Official codes for Mix-of-Show. This branch is for academic research, including paper results, evaluation, and comparison methods. For application purpose, please refer to main branch (simplified codes, memory optimization and any improvements verified in research branch).
Mix-of-Show: Decentralized Low-Rank Adaptation for Multi-Concept Customization of Diffusion Models
Yuchao Gu, Xintao Wang, Jay Zhangjie Wu, Yunjun Shi, Yunpeng Chen, Zihan Fan, Wuyou Xiao, Rui Zhao, Shuning Chang, Weijia Wu, Yixiao Ge, Ying Shan, Mike Zheng Shou
- Release Main Branch for Application (memory optimization, simplified codes).
- Release Colab Demo.
- Update Docs.
- Jun. 12, 2023. Research Code Released.
- Python >= 3.9 (Recommend to use Anaconda or Miniconda)
- Diffusers==0.14.0
- PyTorch >= 1.12
- Option: NVIDIA GPU + CUDA
- Option: Linux
-
Install diffusers==0.14.0 (with T2I-Adapter support), credit to diffusers-t2i-adapter and T2I-Adapter-for-Diffusers. We slightly simplify the installation steps.
# Clone diffusers==0.14.0 with T2I-Adapter support git clone git@github.com:guyuchao/diffusers-t2i-adapter.git # switch to T2IAdapter-for-mixofshow git switch T2IAdapter-for-mixofshow # install from source pip install .
-
Clone repo & install
git clone https://github.com/TencentARC/Mix-of-Show.git cd Mix-of-Show python setup.py install
We adopt the ChilloutMix for real-world concepts, and Anything-v4 for anime concepts.
git clone https://github.com/TencentARC/Mix-of-Show.git
cd experiments/pretrained_models
# Diffusers-version ChilloutMix
git-lfs clone https://huggingface.co/windwhinny/chilloutmix.git
# Diffusers-version Anything-v4
git-lfs clone https://huggingface.co/andite/anything-v4.0.git
mkdir t2i_adapter
cd t2i_adapter
# sketch/openpose adapter of T2I-Adapter
wget https://huggingface.co/TencentARC/T2I-Adapter/resolve/main/models/t2iadapter_sketch_sd14v1.pth
wget https://huggingface.co/TencentARC/T2I-Adapter/resolve/main/models/t2iadapter_openpose_sd14v1.pth
Note: Data selection and tagging are important in single-concept tuning. We strongly recommend checking the data processing in sd-scripts. In our ED-LoRA, we do not require any regularization dataset. For other comparison methods such as Dreambooth and Custom Diffusion, please prepare the regularization dataset according to their suggestions. Additionally, specify the regularization dataset in the dataset/data_cfgs/dreambooth and dataset/data_cfgs/custom_diffusion.

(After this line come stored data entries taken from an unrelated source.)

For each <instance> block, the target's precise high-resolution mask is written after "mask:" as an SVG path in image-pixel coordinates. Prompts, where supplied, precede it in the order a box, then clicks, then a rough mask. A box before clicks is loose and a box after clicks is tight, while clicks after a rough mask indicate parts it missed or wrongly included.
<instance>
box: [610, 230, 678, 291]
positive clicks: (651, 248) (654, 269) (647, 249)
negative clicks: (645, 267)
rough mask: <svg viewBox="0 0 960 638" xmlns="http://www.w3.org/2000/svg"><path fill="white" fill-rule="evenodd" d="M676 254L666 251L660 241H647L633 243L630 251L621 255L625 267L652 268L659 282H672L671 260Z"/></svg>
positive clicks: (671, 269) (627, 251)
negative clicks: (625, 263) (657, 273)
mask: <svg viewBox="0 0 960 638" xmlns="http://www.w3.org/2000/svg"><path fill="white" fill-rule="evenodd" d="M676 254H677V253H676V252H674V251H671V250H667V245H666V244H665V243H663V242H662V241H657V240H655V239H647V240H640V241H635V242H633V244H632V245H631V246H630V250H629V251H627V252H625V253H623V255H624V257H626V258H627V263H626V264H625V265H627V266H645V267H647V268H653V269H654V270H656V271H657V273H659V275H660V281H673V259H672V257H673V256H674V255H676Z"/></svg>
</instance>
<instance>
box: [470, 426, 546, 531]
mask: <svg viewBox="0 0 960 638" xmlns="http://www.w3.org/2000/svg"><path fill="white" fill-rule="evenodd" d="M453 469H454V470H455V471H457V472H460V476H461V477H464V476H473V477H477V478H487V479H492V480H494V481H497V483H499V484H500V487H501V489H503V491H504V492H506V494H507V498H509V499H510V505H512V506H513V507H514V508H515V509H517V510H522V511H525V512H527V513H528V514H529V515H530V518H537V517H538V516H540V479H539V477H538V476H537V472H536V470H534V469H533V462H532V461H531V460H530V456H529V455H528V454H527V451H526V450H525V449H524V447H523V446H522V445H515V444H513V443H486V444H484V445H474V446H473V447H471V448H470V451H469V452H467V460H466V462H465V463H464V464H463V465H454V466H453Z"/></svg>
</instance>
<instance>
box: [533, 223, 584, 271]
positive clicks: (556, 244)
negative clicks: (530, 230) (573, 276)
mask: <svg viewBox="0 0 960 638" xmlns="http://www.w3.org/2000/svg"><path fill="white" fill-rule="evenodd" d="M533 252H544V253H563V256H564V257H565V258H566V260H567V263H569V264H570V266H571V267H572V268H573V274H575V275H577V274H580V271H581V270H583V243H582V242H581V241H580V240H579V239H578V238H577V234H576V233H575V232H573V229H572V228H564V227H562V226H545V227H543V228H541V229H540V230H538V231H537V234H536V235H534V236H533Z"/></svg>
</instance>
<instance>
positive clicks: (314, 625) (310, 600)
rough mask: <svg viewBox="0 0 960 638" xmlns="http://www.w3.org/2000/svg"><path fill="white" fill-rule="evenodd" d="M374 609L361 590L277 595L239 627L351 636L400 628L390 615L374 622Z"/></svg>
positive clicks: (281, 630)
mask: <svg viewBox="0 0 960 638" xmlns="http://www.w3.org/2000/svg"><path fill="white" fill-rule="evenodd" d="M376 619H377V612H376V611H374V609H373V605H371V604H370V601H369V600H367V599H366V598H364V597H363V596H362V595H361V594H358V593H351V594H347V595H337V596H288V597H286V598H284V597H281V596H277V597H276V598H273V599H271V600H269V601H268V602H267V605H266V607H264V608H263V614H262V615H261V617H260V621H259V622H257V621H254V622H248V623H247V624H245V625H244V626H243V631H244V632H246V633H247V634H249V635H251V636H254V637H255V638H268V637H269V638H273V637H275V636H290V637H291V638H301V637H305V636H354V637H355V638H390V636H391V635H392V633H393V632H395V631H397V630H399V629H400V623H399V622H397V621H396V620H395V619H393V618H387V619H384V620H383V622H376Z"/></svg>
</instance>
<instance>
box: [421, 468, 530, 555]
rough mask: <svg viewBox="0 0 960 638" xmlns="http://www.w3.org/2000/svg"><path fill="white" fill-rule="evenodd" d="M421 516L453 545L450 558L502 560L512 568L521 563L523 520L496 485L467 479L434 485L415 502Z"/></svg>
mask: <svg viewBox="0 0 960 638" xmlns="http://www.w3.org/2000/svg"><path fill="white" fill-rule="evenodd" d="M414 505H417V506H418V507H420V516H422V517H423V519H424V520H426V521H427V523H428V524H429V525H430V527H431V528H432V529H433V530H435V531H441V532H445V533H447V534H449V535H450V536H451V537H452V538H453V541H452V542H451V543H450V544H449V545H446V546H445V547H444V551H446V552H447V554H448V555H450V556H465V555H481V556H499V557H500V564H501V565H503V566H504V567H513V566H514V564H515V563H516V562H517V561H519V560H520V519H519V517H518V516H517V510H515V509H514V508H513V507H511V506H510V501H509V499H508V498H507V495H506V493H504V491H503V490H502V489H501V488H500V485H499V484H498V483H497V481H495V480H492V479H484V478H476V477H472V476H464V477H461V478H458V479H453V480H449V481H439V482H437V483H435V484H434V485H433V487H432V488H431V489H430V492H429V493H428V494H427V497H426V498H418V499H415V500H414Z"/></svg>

The detailed dataset preparation steps can refer to Dataset.md.
If you want to quickly reimplement our methods, we provide the following resources used in the paper.
Paper Resources | Concept Datasets | Single-Concept Tuned ED-LoRAs | Multi-Concept Fused Model | Partial Sampled Results (for aligning evaluation metrics) |
---|---|---|---|---|
Download Link | Google Drive | Google Drive | Google Drive | Google Drive |
After downloading, the path should be arranged as follows:
Mix-of-Show
├── mixofshow
├── scripts
├── options
├── experiments
│ ├── MixofShow_Results
│ │ ├── EDLoRA_Models
│ │ ├── Fused_Models
│ │ ├── Sampled_Results
│ ├── pretrained_models
│ │ ├── anything-v4.0
│ │ ├── chilloutmix
│ │ ├── t2i_adpator/t2iadapter_*_sd14v1.pth
├── datasets
│ ├── data
│ │ ├── characters/
│ │ ├── objects/
│ │ ├── scenes/
│ ├── data_cfgs/MixofShow
│ │ ├── single-concept # specify data path to train single-concept edlora
│ │ ├── multi-concept # specify model path to merge multiple edlora
│ ├── benchmark_prompts # benchmark prompts for calculating evaluation metrics
│ ├── validation_prompts # validation prompts during concept tuning
│ ├── ...
Before tuning, it is essential to specify the data paths and adjust certain hyperparameters in the corresponding config file. If you want to reimplement our results, just use the default config. Followings are some basic config settings to be modified. For more detailed information on each config item, please refer to Config.md.
datasets:
train:
# Concept data config
concept_list: datasets/data_cfgs/edlora/single-concept/characters/anime/hina_amano.json
replace_mapping:
<TOK>: <hina1> <hina2> # concept new token
val_vis:
# Validation prompt for visualization during tuning
prompts: datasets/validation_prompts/single-concept/characters/test_girl.txt
replace_mapping:
<TOK>: <hina1> <hina2> # Concept new token
network_g:
new_concept_token: <hina1>+<hina2> # Concept new token, use "+" to connect
initializer_token: <rand-0.013>+girl
# Init token, only need to revise the later one based on the semantic category of given concept
val:
val_freq: !!float 1000 # How many iters to make a visualization during tuning
compose_visualize: true # Compose all samples into a large grid figure for visualization
vis_embedding: true # Visualize embedding (without LoRA weight shift)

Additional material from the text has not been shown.